A partnership in support of the creation of a hydroelectric facility has provided Penn State with both sustainable energy and educational opportunities for students. The Mahoning Creek Hydroelectric Facility — a certified low-impact plant, built using existing infrastructure — now supplies Penn State with 8 percent of its energy.
“This exciting project contributes directly to many of our goals, including our target of a 35 percent reduction in greenhouse gas emissions by 2020,” said Steve Maruszewski, assistant vice president of the Office of Physical Plant (OPP). “It also helps support national renewable energy production.”
In addition to providing more sustainable energy for the University, the partnership also offers new and exciting educational opportunities for students. After initially approaching Penn State in 2012, Enduring Hydro brought on four interns from programs including engineering and environmental science. The students were involved in areas such as design, management practices, power generation, economics and environmental impact. Enduring Hydro will look to hire up to five interns each year as the project continues.
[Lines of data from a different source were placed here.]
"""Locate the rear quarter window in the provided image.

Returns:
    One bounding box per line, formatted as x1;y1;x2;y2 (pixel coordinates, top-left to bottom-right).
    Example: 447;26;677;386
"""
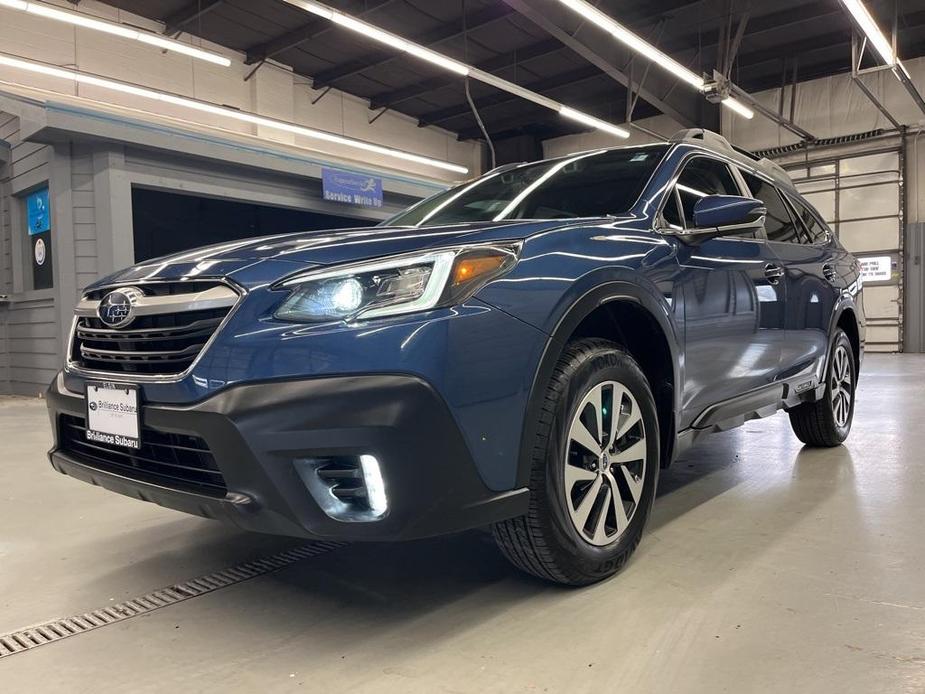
741;171;809;244
786;194;831;244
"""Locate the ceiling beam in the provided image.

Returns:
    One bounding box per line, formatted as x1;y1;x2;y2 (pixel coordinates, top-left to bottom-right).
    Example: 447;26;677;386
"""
456;91;662;141
417;65;602;127
731;9;925;74
312;4;517;88
659;2;843;58
501;0;703;128
244;0;396;65
368;38;562;110
164;0;224;36
367;0;706;111
735;32;850;73
739;58;850;95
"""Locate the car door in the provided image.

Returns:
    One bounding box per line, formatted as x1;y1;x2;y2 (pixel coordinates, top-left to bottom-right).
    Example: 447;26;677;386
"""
740;172;838;378
662;156;786;429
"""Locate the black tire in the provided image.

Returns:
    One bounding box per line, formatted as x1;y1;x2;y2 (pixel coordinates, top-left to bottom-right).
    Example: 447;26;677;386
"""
492;339;660;586
788;329;856;447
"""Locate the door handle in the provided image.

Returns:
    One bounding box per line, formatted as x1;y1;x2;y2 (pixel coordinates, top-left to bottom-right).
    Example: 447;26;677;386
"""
764;263;784;284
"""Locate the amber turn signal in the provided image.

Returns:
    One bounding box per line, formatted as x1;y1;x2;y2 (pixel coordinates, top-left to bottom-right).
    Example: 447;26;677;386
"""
452;254;508;287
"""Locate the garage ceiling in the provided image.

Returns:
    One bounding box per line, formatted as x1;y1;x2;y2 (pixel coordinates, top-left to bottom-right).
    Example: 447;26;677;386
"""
101;0;925;142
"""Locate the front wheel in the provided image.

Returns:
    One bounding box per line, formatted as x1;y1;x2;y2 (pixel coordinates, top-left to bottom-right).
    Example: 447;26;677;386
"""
788;329;856;447
492;339;660;586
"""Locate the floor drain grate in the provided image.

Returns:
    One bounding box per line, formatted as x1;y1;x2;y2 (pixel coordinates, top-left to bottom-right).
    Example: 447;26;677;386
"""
0;541;345;659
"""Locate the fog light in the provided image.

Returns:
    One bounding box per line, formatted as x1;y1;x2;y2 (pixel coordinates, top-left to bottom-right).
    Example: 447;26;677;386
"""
359;454;387;517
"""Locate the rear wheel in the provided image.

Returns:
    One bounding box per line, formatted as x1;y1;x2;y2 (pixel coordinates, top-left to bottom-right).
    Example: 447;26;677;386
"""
492;339;660;586
788;329;856;447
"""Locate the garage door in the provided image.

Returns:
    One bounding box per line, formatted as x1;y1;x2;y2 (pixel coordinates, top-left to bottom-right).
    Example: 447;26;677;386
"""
767;136;904;352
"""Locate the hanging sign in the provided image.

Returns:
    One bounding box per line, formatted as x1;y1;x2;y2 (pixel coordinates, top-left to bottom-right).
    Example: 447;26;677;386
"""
322;168;383;208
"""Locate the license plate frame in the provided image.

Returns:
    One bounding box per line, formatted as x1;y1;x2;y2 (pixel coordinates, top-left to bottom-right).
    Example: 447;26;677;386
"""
85;381;141;449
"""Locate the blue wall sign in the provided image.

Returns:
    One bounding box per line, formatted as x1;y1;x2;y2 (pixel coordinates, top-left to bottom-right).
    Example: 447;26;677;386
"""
27;187;51;235
322;168;383;208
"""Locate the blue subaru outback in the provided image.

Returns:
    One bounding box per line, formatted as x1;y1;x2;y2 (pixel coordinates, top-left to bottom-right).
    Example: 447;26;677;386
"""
46;129;864;585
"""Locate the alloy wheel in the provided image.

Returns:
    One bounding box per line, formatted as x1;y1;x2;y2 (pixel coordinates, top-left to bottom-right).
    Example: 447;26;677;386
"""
564;381;647;547
830;344;853;428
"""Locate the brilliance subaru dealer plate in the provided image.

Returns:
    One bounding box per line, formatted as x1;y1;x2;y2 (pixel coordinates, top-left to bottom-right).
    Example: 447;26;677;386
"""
85;382;141;449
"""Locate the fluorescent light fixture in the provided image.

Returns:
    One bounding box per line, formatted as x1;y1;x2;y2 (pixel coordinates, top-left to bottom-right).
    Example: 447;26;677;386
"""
558;0;704;89
282;0;630;139
556;0;755;121
720;97;754;119
0;53;469;174
0;0;231;66
559;106;630;138
839;0;895;65
289;0;469;75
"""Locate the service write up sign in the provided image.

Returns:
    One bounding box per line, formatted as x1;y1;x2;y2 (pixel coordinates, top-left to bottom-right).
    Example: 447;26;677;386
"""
85;382;141;449
322;168;383;208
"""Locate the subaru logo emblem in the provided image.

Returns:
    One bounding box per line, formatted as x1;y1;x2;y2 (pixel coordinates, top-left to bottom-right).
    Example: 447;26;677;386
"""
97;287;143;329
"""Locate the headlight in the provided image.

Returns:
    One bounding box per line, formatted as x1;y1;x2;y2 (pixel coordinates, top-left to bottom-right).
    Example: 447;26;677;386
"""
273;243;520;323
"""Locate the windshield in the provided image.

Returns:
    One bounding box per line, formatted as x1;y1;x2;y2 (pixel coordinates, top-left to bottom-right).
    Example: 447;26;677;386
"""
387;145;668;228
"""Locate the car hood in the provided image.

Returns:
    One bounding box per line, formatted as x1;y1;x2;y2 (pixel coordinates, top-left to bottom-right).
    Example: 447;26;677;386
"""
89;218;600;290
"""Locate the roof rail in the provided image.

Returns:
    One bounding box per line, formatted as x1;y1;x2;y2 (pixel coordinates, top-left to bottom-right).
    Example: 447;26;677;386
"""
484;161;524;176
670;128;793;187
755;157;792;186
669;128;737;155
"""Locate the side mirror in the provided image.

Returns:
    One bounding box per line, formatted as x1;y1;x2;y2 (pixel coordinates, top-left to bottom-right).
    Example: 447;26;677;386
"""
693;194;766;229
672;195;766;244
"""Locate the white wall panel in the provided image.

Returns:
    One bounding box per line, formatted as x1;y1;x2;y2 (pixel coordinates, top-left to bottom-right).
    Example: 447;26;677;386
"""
864;285;900;318
839;219;901;253
866;325;900;343
810;164;836;177
800;191;836;222
839;183;899;220
794;179;835;193
841;151;899;175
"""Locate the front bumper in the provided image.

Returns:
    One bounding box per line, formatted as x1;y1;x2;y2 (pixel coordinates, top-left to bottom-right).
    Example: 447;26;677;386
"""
46;373;528;541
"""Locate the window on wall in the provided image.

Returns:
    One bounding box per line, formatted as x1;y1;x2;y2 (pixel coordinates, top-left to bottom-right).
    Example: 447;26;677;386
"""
741;172;808;244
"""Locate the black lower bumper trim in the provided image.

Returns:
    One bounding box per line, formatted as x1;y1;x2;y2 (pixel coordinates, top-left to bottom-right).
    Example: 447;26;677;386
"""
46;373;528;541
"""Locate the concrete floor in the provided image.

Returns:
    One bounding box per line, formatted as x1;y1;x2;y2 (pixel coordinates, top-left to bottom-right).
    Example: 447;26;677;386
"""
1;354;924;693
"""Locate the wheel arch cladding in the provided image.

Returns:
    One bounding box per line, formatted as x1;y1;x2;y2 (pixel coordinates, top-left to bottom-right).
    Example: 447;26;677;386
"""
516;284;680;488
836;308;861;375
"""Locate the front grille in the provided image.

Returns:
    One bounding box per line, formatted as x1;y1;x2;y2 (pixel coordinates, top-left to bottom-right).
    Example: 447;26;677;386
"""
58;414;227;498
69;282;238;376
73;308;228;374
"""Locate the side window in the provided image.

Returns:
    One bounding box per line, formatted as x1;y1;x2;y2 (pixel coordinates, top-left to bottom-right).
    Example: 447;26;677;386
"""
675;157;741;227
742;172;807;244
662;190;684;229
787;195;830;244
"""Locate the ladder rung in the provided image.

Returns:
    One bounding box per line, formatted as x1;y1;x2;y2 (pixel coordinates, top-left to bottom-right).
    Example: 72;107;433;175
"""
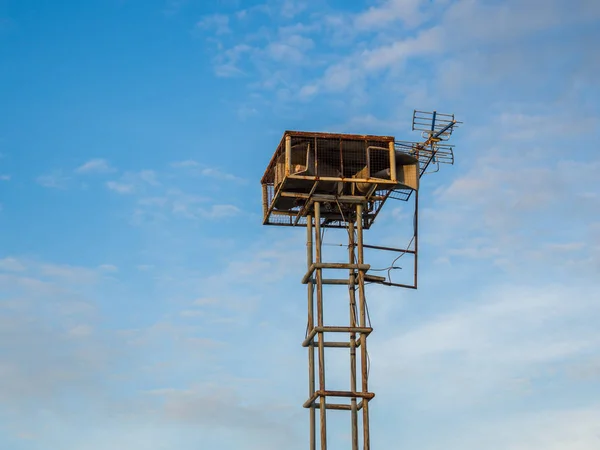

“This hydroelectric project directly contributes to both in-classroom education via the development of an energy course module and extracurricular education through the creation of up to five annual internships. It’s a great example of how to achieve integrated and balanced solutions,” said Maruszewski.
The Mahoning Creek Dam, located between Redbank Township and Wayne Township in Armstrong County, near Kittanning, Pennsylvania, was originally built in 1941 as a flood control structure by the U.S. Army Corps of Engineers. While the design included a conduit allowing the dam to be used to produce hydroelectric power, the project was never completed due to World War II. Decades later, Enduring Hydro, LLC was able to follow through with the original plan of a functioning hydroelectric facility at Mahoning Creek Dam.
After breaking ground in February 2013, the plant began commercial operations by December of that year. Today the facility is made up of a 50-foot-high intake structure attached to the upstream face of the dam, a 1,090-foot-long, 10-foot-diameter penstock, and a powerhouse containing a 4-megawatt (MW) and a 2-MW vertical-shaft generating unit. It is expected to produce more than 20,000 megawatt hour of electricity annually for at least 50 years. “In addition to its environmental benefits, this purchase will also reduce our anticipated annual energy costs for the next 10 years,” said Maruszewski.
“I’m proud that Penn State and OPP were supportive of and a part of this project,” said Rob Cooper, director of energy and engineering in OPP. “The partnership is good for Penn State because it offers educational opportunities for our students, while providing green power to support our carbon reduction efforts. Beyond that, it provides a competitive energy price point for the University, provides jobs and utilizes existing infrastructure within Pennsylvania.”
According to Kristina Johnson, chairman and CEO of Enduring Hydro LLC, the Mahoning Creek facility is just one of 45 dams across the state of Pennsylvania with the infrastructure in place to become hydropower facilities. It is estimated these facilities combined could produce 630 MW and create more than 10,000 jobs.
“We’re grateful to Penn State for the partnership in helping make this project a reality,” said Johnson. “The project really speaks to the vision and cooperative spirit of Penn State.”